I’m curious what you mean by enforced scope and modularity in a contract. As a lawyer (though one who rarely works with contracts), I agree that the nested series of if-then’s is common, but I don’t have a good sense of what you’re suggesting as an alternative.
Quintor
I’m similarly positioned to you, but have the opposite impression: I feel like I learned a lot from law school.
One possibility is that your “don’t remember anything” is measuring something different than my “learned a lot.” It’s certainly true that I can’t recall on command the three parts of X test that I haven’t used since law school. Indeed, I most likely couldn’t name all of the courses I took in law school!
But:
1. If I see a very brief overview of something I learned in law school, a lot of other information that I couldn’t recall on cue will snap back into place.
2. When an issue that touches on something I learned in law school comes up in my litigation practice, I may not remember what the rule I learned in law school was, but I remember that there is a rule and roughly where/how to find it.
3. With regard to learning how to learn, I can much more easily understand new areas of law than I could early in law school. I would describe this as being due to a combination of the skill of “learning how to learn” and background knowledge. It’s true that no one in law school explicitly tried to teach me how to learn, much less gave me feedback on it. But it’s nonetheless something I picked up from law school.
Alternative hypotheses:
1. This reflects that fact that, at least by Biglaw standards, my day to day work is relatively similar to law school (lots of appellate work and research/brief writing, which is far closer to what law school typically teaches than discovery heavy pre-trial work or transactional lawyering).
2. I did much more and/or different studying. Almost all of my learning in a class came from time-intensive process of making an outline for the class (no flash cards or spaced repetition, but my tests were almost all open-note, so memorization was never the goal). My impression was that classmates who simply read their notes and outlines made by other people did not learn as much contemporaneously, and I would definitely expect they forgot more over time.
Thanks, that’s an interesting idea, and not one I’ve seen before.
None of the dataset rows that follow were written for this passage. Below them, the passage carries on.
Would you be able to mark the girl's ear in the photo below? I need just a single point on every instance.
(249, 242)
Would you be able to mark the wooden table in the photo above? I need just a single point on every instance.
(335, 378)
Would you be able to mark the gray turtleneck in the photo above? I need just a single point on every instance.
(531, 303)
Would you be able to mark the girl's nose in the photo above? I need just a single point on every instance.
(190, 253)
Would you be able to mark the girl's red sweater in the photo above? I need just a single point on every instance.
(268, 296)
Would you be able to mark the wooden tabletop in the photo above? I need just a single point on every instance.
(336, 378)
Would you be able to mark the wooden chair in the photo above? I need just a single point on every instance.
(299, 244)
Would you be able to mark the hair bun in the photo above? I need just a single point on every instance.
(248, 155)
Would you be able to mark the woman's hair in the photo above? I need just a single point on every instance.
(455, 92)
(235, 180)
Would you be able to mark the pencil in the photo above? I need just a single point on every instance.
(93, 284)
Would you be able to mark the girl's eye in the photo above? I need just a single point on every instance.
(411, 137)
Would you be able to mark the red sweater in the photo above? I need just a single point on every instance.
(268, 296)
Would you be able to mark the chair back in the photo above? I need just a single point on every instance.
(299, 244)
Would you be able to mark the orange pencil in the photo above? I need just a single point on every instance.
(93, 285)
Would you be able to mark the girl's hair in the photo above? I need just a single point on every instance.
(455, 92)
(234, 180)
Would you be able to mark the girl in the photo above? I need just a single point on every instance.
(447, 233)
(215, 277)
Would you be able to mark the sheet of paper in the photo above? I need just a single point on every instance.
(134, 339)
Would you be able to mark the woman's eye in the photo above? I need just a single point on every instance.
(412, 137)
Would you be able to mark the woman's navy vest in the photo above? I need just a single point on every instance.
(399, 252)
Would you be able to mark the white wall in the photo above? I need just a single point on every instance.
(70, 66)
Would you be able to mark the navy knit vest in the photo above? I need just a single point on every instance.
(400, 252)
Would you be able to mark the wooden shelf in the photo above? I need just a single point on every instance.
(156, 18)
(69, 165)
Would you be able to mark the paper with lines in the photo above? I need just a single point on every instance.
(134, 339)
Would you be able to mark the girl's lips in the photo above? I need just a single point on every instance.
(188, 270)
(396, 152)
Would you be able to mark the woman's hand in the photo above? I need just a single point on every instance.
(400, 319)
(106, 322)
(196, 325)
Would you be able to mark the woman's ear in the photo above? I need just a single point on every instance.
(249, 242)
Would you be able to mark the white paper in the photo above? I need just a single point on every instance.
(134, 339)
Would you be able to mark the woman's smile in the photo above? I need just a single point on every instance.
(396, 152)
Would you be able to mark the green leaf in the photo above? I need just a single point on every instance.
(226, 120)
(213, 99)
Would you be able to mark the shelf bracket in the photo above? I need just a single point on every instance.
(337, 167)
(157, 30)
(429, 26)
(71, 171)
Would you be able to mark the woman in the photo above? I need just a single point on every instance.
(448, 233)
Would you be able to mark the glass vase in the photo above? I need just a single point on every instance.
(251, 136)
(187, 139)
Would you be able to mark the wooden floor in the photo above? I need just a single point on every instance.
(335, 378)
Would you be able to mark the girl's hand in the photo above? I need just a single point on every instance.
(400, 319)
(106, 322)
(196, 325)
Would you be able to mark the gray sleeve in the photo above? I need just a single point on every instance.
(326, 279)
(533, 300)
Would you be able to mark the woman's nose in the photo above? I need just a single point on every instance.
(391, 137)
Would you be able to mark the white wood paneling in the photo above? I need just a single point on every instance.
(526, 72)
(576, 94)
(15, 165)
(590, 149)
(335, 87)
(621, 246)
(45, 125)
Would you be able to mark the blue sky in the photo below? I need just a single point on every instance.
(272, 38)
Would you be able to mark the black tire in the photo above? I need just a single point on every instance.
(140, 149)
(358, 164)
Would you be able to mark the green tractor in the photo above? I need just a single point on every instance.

2 potential issues come to mind:
1. As you noted, a key goal is to reduce ambiguity as much as possible. An enforced scope provision opens up the possibility that a court will nullify another provision for being in the wrong place. This adds ambiguity to the contract, especially because at first there wouldn’t be any court decisions on how they interpret enforced scope provisions. I’m not sure off hand how serious of a problem this would be—maybe the dividing line between covenants and representations is clear enough that no provision might be interpreted to create both, for example.
2. Unlike software development (I expect), negotiating contracts is somewhat adversarial. Adding new types of provisions, or even deviating from common (“market”) language on a given topic raises an inference that you’re trying to pull one over on the other side. That is, adding an enforced scope provision could be seen as an indication that you think there’s some other provision that might be invalidated to your advantage.
These both weigh against creativity in contract drafting, which helps explain why there’s so much copy and pasting of precedent contracts.